The price band for the Lenskart IPO has been fixed at ₹382-402 per equity share of the face value of ₹2 each.

Peyush Bansal-led eyewear retailer Lenskart Solutions is set to launch its initial public offering (IPO) on October 31, aiming to raise ₹7,278 crore at a price band of ₹382-402 per equity share with a face value of ₹2 each.

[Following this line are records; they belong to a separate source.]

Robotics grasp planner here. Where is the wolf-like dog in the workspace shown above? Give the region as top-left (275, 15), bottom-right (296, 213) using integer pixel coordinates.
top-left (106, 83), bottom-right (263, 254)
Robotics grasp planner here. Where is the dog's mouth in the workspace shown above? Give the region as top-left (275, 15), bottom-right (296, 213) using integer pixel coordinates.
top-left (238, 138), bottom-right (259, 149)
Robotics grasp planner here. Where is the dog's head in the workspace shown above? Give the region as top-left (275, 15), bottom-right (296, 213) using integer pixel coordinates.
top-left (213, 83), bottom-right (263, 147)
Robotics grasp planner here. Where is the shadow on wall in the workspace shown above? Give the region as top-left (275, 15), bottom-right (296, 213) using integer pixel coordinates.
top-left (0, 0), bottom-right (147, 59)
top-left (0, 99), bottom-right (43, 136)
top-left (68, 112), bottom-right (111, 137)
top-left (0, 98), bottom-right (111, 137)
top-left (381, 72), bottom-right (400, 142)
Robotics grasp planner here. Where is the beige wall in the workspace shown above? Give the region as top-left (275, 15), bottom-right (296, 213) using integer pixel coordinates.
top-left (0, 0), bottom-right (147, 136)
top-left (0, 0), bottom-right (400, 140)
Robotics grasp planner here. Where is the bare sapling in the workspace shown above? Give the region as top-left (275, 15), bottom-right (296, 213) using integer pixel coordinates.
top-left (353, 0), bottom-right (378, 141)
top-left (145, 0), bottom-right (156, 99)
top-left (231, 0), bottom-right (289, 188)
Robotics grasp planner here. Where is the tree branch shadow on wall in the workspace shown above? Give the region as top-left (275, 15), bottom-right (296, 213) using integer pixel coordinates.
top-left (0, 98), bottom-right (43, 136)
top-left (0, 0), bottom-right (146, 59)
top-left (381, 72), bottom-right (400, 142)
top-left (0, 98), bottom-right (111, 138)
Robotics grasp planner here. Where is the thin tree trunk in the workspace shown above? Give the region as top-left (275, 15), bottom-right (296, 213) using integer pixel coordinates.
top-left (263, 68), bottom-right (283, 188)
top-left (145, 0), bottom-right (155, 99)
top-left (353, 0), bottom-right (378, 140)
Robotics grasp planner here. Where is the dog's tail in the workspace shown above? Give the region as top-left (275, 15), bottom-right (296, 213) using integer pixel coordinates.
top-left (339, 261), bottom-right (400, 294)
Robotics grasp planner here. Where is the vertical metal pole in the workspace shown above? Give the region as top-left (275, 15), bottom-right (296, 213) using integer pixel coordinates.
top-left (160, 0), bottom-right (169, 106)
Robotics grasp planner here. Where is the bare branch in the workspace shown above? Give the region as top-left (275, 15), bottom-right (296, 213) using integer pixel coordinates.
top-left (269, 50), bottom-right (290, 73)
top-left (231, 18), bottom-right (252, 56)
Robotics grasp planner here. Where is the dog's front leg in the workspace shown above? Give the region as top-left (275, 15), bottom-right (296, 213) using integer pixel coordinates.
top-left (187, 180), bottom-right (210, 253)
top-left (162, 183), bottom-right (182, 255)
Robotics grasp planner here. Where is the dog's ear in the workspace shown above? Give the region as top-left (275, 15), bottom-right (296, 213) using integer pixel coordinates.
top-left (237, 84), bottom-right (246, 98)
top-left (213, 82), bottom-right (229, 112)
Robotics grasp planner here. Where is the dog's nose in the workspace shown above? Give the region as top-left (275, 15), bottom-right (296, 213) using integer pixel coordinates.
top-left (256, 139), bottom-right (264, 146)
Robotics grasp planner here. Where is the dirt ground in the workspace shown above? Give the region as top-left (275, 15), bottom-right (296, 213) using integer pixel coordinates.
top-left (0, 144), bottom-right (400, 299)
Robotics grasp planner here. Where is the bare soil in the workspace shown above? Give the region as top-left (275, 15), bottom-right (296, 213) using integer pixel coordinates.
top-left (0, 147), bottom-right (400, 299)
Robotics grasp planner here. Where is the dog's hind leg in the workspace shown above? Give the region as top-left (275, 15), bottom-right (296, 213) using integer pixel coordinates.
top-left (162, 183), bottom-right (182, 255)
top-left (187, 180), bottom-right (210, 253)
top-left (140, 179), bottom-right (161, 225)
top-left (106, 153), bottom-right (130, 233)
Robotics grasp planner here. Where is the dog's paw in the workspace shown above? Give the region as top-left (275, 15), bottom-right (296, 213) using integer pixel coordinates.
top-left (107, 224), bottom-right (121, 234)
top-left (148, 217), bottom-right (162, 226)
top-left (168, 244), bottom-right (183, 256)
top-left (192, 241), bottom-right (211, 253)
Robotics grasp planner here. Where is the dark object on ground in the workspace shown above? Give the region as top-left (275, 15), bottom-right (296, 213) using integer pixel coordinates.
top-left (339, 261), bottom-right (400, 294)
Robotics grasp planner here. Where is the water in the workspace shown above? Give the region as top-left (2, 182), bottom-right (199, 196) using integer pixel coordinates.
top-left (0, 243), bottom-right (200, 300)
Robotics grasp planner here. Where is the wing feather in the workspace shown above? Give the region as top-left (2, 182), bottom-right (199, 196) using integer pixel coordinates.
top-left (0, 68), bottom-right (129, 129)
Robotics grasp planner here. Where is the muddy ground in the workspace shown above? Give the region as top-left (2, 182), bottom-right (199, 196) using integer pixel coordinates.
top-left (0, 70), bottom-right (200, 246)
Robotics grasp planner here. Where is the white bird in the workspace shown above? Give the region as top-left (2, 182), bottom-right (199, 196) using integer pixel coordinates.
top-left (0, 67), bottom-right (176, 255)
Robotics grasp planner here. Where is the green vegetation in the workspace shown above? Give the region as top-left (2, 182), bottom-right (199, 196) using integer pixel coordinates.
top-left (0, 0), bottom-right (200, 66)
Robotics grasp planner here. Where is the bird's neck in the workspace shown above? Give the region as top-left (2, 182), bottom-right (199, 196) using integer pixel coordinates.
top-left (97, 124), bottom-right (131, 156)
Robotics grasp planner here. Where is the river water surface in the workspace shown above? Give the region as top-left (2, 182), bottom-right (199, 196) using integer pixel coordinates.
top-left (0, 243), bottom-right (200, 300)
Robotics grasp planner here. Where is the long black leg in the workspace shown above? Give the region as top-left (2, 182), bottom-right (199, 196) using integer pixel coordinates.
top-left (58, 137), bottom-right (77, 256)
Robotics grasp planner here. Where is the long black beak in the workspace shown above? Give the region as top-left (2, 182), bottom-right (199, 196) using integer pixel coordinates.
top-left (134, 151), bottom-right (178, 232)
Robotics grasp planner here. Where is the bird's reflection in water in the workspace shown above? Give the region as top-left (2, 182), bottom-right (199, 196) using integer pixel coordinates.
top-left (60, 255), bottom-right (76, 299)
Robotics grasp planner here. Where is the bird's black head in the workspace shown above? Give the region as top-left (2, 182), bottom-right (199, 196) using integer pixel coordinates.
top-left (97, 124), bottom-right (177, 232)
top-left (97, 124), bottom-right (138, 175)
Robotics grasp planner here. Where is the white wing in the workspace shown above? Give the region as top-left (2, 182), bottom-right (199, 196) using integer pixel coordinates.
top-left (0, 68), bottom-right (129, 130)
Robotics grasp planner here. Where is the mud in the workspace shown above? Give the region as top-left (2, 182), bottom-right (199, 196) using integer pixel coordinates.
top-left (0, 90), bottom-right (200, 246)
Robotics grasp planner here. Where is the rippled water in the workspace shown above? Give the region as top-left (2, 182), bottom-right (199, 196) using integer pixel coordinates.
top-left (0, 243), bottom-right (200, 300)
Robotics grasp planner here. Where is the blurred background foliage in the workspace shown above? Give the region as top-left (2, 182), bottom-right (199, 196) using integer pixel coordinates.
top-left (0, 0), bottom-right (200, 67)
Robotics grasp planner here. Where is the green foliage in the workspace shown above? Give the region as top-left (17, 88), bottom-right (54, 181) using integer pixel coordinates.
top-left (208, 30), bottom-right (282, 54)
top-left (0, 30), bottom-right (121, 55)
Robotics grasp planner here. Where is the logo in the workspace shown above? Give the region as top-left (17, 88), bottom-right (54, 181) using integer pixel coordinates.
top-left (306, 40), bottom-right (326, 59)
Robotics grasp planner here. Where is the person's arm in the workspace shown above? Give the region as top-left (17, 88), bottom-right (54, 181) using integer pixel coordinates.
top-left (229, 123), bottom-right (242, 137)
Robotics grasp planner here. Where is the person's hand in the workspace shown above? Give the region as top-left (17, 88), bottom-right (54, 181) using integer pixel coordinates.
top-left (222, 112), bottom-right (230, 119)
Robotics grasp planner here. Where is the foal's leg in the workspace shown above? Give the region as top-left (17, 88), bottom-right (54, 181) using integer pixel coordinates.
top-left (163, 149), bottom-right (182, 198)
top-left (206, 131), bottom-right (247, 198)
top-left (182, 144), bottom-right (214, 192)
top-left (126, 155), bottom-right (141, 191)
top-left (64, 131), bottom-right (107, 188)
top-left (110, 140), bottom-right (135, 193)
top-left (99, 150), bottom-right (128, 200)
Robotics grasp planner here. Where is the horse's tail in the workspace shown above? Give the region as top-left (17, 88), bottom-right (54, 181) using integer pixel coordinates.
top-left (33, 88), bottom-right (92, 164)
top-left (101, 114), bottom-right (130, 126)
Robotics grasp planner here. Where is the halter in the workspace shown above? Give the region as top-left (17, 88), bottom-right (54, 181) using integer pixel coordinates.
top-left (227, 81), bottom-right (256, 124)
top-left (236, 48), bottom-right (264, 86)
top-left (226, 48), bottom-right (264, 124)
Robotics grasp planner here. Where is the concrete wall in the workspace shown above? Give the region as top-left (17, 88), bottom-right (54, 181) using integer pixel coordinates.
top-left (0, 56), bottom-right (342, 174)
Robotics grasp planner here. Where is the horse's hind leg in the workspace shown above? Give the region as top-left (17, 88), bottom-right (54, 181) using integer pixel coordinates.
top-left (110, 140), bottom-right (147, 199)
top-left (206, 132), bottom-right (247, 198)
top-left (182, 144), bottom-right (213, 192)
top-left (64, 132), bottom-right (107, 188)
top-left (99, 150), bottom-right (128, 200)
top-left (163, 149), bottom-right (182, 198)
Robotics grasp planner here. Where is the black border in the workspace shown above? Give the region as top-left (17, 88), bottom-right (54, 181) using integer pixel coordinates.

At the upper end of the price band, the market of the market valuation is pegged at around ₹70,000 crore (approximately $7.97 billion), positioning Lenskart among the country’s most valuable consumer-tech listings in recent years.
The three-day IPO, which closes on November 4, comprises a fresh issue of ₹2,150 crore and an offer for sale (OFS) of 12.76 crore shares worth ₹5,128.02 crore, according to the company’s draft filing.
The anchor book will open on October 30, and the share allotment is likely to be finalised on November 6, with listing on the BSE and NSE scheduled for November 10.
The lot size for retail investors is 37 shares, requiring a minimum investment of ₹14,874 at the upper end of the price band. The company has reserved up to 75% of the shares for qualified institutional buyers (QIBs), not more than 15% for non-institutional investors (NIIs), and remaining 10% for retail investors, including employees. A discount of ₹19 per share will be offered to eligible employees.
Under the OFS, Japanese investor SoftBank, Mumbai-based private equity firm Kedaara Capital, Singapore’s state-owned investor Temasek, Alpha Wave Ventures, and promoters Peyush Bansal, Neha Bansal, Amit Chaudhary, and Sumeet Kapahi plan to offload shares.
As of now, the promoter group, including co-founders Peyush Bansal, Neha Bansal, Amit Chaudhary, and Sumeet Kapahi, holds a 19.96% stake in the company, with Peyush Bansal alone accounting for about half of it (10.28%).
Ahead of the IPO, billionaire investor Radhakishan Damani, founder of Avenue Supermarts (DMart), invested around ₹90 crore in the eyewear retailer during its pre-IPO funding round.
Of the ₹2,150 crore raised through the fresh issue, ₹272.6 crore will be used to establish around 620 new company-owned, company-operated (CoCo) stores across India by FY29, while ₹591.4 crore has been allocated towards lease deposits for its existing outlets.
The company also plans to deploy ₹213.4 crore to strengthen its technology and cloud infrastructure, with a focus on expanding AI-driven fulfillment systems and robotic lens manufacturing facilities. Additionally, ₹320 crore has been earmarked for brand marketing and business promotion activities.
On the financial front, Lenskart posted a net profit of ₹297.3 crore in FY25, reversing a loss of ₹10.2 crore reported in FY24. Revenue grew 23% year-on-year to ₹6,652.5 crore, marking a 33% CAGR over the past two years. Gross margins expanded by over 500 basis points to around 69%, supported by operational efficiencies and scale benefits.
The IPO marks a significant milestone for the Gurugram-based company, which has grown from an online eyewear platform to an omnichannel retail brand with a strong presence across India and key international markets.
Founded in 2010 by Peyush Bansal, Amit Chaudhary, and Sumeet Kapahi, Lenskart today operates 2,723 stores worldwide, comprising 2,067 outlets in India and 656 international stores as of March 31, 2025. The eyewear retailer competes with established players such as Titan Eyeplus, GKB Opticals, Lawrence & Mayo, Specsmakers Opticians, and numerous smaller unorganised retailers.
The company, known for its in-house brands including Vincent Chase and John Jacobs, sold 27.2 million eyewear units across markets in FY25. Lenskart owns and operates manufacturing facilities in Bhiwadi (Rajasthan) and Gurugram (Haryana), along with plants in Singapore and the United Arab Emirates. Additionally, through its joint venture—Baofeng Framekart Technology Ltd.—the company manufactures frames in China.